I say this as someone with a lot of affection and respect for Americans, but sometimes, man, it’s like take the log out of your eyes first…
— Tim R. · Feb 5, 03:38 PM · #
[This comment should’ve appeared before my previous one – I goofed when hitting ‘submit’.]
Jeff, Charles George Gordon was a British military officer in the late 19th century. Think of him as sort of like a cross between Norman Schwarzkopf, Douglas MacArthur and Sir Richard Burton. (Incidentally, he was kind of a maverick, now that I think about it.)
Look, there’s room for well-meaning people to disagree on the validity of calling neoconversatives “militaristic” or “imperialist.” I happen to think you’ve got a blind spot on this, but know that I recognize that you mean well. Your preferred foreign policy is motivated by a mix of enlightened self-interest and general good will to others.
And I will very gladly admit that the American imperial experience 1898-2009 has been distinguished by remarkably little of the usual cruelty, venality, and stupidity that most empires bring to the task.That said, I have this weird obsession (I blame Confucius and George Orwell) with calling things by their proper names.
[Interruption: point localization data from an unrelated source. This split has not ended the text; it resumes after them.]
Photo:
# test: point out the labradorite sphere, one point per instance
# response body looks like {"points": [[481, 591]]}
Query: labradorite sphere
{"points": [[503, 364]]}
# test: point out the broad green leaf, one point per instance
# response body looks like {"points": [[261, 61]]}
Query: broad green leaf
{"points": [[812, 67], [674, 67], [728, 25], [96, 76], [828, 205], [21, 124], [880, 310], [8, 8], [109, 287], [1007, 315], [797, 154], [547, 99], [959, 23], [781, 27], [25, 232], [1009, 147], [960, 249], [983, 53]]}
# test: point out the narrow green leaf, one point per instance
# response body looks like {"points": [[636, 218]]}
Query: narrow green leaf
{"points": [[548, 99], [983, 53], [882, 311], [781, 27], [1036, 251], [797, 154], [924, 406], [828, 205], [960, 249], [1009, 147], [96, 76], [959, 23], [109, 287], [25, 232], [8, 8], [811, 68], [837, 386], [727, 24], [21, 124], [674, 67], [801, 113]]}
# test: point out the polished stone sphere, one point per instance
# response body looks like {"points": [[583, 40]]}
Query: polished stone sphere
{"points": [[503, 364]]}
Again, I recognize that you probably don’t want people who argue for your preferred policies to be called militaristic imperialists (given the American anti-imperialist tradition). I do invite you to think about what kind of term you might prefer, and challenge you to come up with something better (although something like the “victory caucus” will not go over well). Remember that your military establishment has hundreds of thousands of soliders stationed overseas, and has divided up the planet into several geographically-unified commands (PACOM, CENTCOM, etc.) Now I recognize the historical decisions that put them there – some of them admirable, some miguided.
But they’re there. They have implications and consequences (not least, the thorny fact that while you may not think you’re an “imperialist”, lots of folks on the planet think you are. _ Good statecraft would see this for the strategic challenge that it is and try to change it_. In the age of global guerillas, it is actually better to be more loved than feared – because zealously religious murderers don’t actually seem to be afraid of American power anymore.)
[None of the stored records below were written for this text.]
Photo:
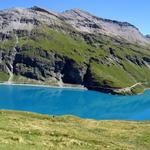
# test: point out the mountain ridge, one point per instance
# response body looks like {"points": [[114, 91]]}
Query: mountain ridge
{"points": [[37, 45]]}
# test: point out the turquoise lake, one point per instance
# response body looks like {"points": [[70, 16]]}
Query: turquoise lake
{"points": [[81, 103]]}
Anyways, I’m done. I’m pretty sure that you have a more mainstream viewpoint than mine. I’m the radical here.
— Tim R. · Feb 5, 05:17 PM · #
Tim R.: In a core/periphery way of defining words, you are right that the standard neoconservative approach fits into the connotational space of “militaristic imperialist.”
It might even be a good way of looking it: the implicit goal of neoconservatives is to rehabilitate the idea of imperialism with a morally defensible American version.
— JA · Feb 5, 11:45 PM · #
the implicit goal of neoconservatives is to rehabilitate the idea of imperialism with a morally defensible American version.
But, of course, imperialism is not morally defensible.
— Freddie · Feb 6, 12:35 AM · #
I’ve always thought – and I say this as a fan – that Larison could kick just as much ass with half as many words.
— Matt Frost · Feb 6, 06:19 AM · #
But, of course, imperialism is not morally defensible.
Not historically, that’s for sure; that’s why neoconservatives fight against the label. It’s not an exact fit, precisely because “morally defensible” is a novel (Sisyphean?) priority.
— JA · Feb 6, 12:01 PM · #
We should just retire ‘neoconservative’ from the lexicon. Right now it’s just an-purpose hook on which to hang the failings of the Bush administration: “all bad things” underlined and in capitals. I don’t blame those who use these tropes polemically, but they should recognize that they are, in fact, polemics.
Inveighing against imperialism and militarism is easy. Count me against imperialism and militarism. Does that mean Gulf War II? Does that mean bombing Serbia? Does that mean giving material aid to the more democratic/liberal forces in a civil war? Larison, I suspect, will be consistent all the way through: yes, yes, yes. Very few American politicians — even self-described ‘realists’ — will go that route.